8. The antenna of claim 7, wherein the antenna is a liquid crystal antenna, the antenna further comprising:

A liquid crystal layer and a second substrate, the liquid crystal layer being located between the first substrate and the second substrate; the second substrate includes a phase shift pattern layer.

9. The antenna of claim 8, wherein the second substrate comprises a second substrate layer and a third layer of dielectric material embedded within the second substrate layer; and the vertical projection of the third dielectric material layer on the second substrate is overlapped with the vertical projection of the phase shifting pattern layer on the second substrate;

wherein the dielectric constant of the third dielectric material layer is greater than the dielectric constant of the second substrate layer.

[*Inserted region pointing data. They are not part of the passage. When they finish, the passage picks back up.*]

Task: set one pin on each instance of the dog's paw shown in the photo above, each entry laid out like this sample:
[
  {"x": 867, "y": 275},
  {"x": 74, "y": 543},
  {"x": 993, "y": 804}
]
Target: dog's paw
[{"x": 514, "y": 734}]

10. The antenna of claim 9, wherein the second substrate layer includes a third slot, the third dielectric material layer being embedded within the third slot.

11. The antenna of any one of claims 1-4, wherein a size of the first dielectric material layer is greater than a size of the radiation pattern layer; the second dielectric material layer has a size larger than that of the feeding pattern layer.

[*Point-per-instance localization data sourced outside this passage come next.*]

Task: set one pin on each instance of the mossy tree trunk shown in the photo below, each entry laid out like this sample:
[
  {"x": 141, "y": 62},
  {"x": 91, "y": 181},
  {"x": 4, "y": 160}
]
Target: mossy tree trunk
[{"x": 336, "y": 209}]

12. The antenna of any one of claims 1-4, wherein the first and second layers of dielectric material are different materials;

And/or the thickness of the first dielectric material layer and the second dielectric material layer are different.

13. The antenna of claim 1, wherein the first substrate comprises: a first substrate layer and a first dielectric material layer; the first substrate layer comprises a first slot, the first slot is arranged in a radiation area of the first substrate, and the first dielectric material layer is embedded in the first slot; the dielectric constant of the first dielectric material layer is smaller than that of the first substrate layer.

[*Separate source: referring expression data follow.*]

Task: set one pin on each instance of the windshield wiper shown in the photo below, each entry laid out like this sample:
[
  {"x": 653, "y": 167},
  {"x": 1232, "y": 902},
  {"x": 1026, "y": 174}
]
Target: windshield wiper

14. The antenna of any one of claims 1-4, 13, wherein the material of the first dielectric material layer comprises: at least one of air or vacuum.

15. The antenna of claim 1, wherein the first substrate comprises: a first substrate layer and a second dielectric material layer; the first substrate comprises a second slot, the second slot is arranged in a feed area of the first substrate, and the second dielectric material layer is embedded in the second slot; the dielectric constant of the second dielectric material layer is larger than that of the first substrate layer.

16. The antenna of any one of claims 1-4, 15, wherein the material of the second dielectric material layer comprises: at least one of ceramic and lead zirconate titanate.

17. A method of manufacturing an antenna according to claim 1, comprising:

providing a first substrate; the first substrate comprises a radiation area and a feed area; the dielectric constant of the radiation area of the first substrate is smaller than that of the feed area of the first substrate;

forming a radiation pattern layer and a feeding pattern layer on the first substrate; the radiation pattern layer is arranged in a radiation area of the first substrate, and the feed pattern layer is arranged in a feed area of the first substrate;

a support structure is formed in the first sub-substrate layer prior to forming the second sub-substrate layer.

18. The method of manufacturing an antenna of claim 17, wherein the method of manufacturing a first substrate comprises:

forming a first slot and a second slot in a first substrate layer of the first substrate, wherein the first slot is arranged in a radiation area of the first substrate, and the second slot is arranged in a feed area of the first substrate;

a first layer of dielectric material is filled into the first trench and a second layer of dielectric material is filled into the second trench.

19. The method of claim 18, wherein forming the first slot and the second slot in the first substrate layer of the first substrate comprises:

Providing a first sub-substrate layer, and forming the first grooves and the second grooves on the surface of the first sub-substrate layer;

providing a second sub-substrate layer, and covering the first grooves and the second grooves with the second sub-substrate layer.